What to Read Next: Kids’ Books for National Poetry Month
By Regan McMahon
Originally published on Common Sense Media
April is a great time to share poetry with your nieces and nephews. Since 1996, the Academy of American Poets has chosen this month to celebrate the art form and outstanding American poets and to inspire kids, teens, adults to read and create poetry. You can learn more about it at Poets.org, where you can sign up to receive a poem a day for a whole year -- for free!
Kids get healthy doses of poetry from the start in toddler fare such as Sandra Boynton's colorful, rhyming picture books and through Dr. Seuss' fanciful wordplay. But don't stop there! Short-form poetry can be a great way for reluctant readers to fall in love with words and get hooked on reading. And teens may find they can devour novels in verse quicker than prose fiction, as they grapple with adolescent issues in an entirely different way.

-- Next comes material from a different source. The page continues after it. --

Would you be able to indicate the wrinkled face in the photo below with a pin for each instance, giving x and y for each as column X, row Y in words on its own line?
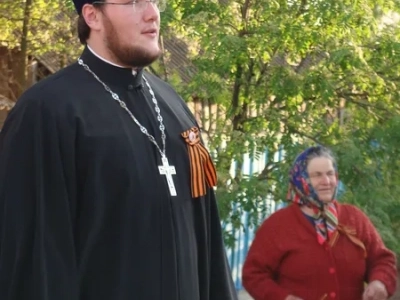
column 323, row 177
column 130, row 32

Inspire your nieces and nephews, no matter what age, to discover new poetry. Here are this month's picks of titles old and new, from funny rhymes to an intense novel in free verse:
• For kids age 4 to 6, select any of the classic collections by the late poet-illustrator Shel Silverstein: Falling Up, A Giraffe and a Half (now in a 50th-anniversary hardcover edition), or Where the Sidewalk Ends (just out in a 40th-anniversary hardcover edition). A keen observer, Silverstein offers whimsical, imaginative, comically illustrated takes on everyday situations and conundrums that will resonate with both kids and adults.
• For middle-grade readers age 7 to 12, check out Karma Wilson's Outside the Box, engagingly illustrated by Diane Goode. The book is dedicated to Silverstein and has the look and feel of one of his collections, with expressive, often funny line drawings enlivening and amplifying short poems that capture kid-size reflections and ponderings. Another collection, poet-illustrator Douglas Florion's Poem Depot: Aisles of Smiles, seriously lays on the funny and features more doodle-like and thicker-lined drawings that underscore the comic predicaments people, animals, and monsters have gotten themselves into.
• For teens age 13 to 17, there's The Sound of Letting Go by Stasia Ward Kehoe, a story told in verse and narrated by a 16-year-old girl who's living with a severely autistic -- and violent -- 13-year-old brother. This could be a good choice for the siblings of autistic kids or other children growing up with differences. Steven's behavior is extreme, but even readers who haven't experienced Daisy's situation will be able to relate to her concerns. And, being in verse, it makes for a quick read.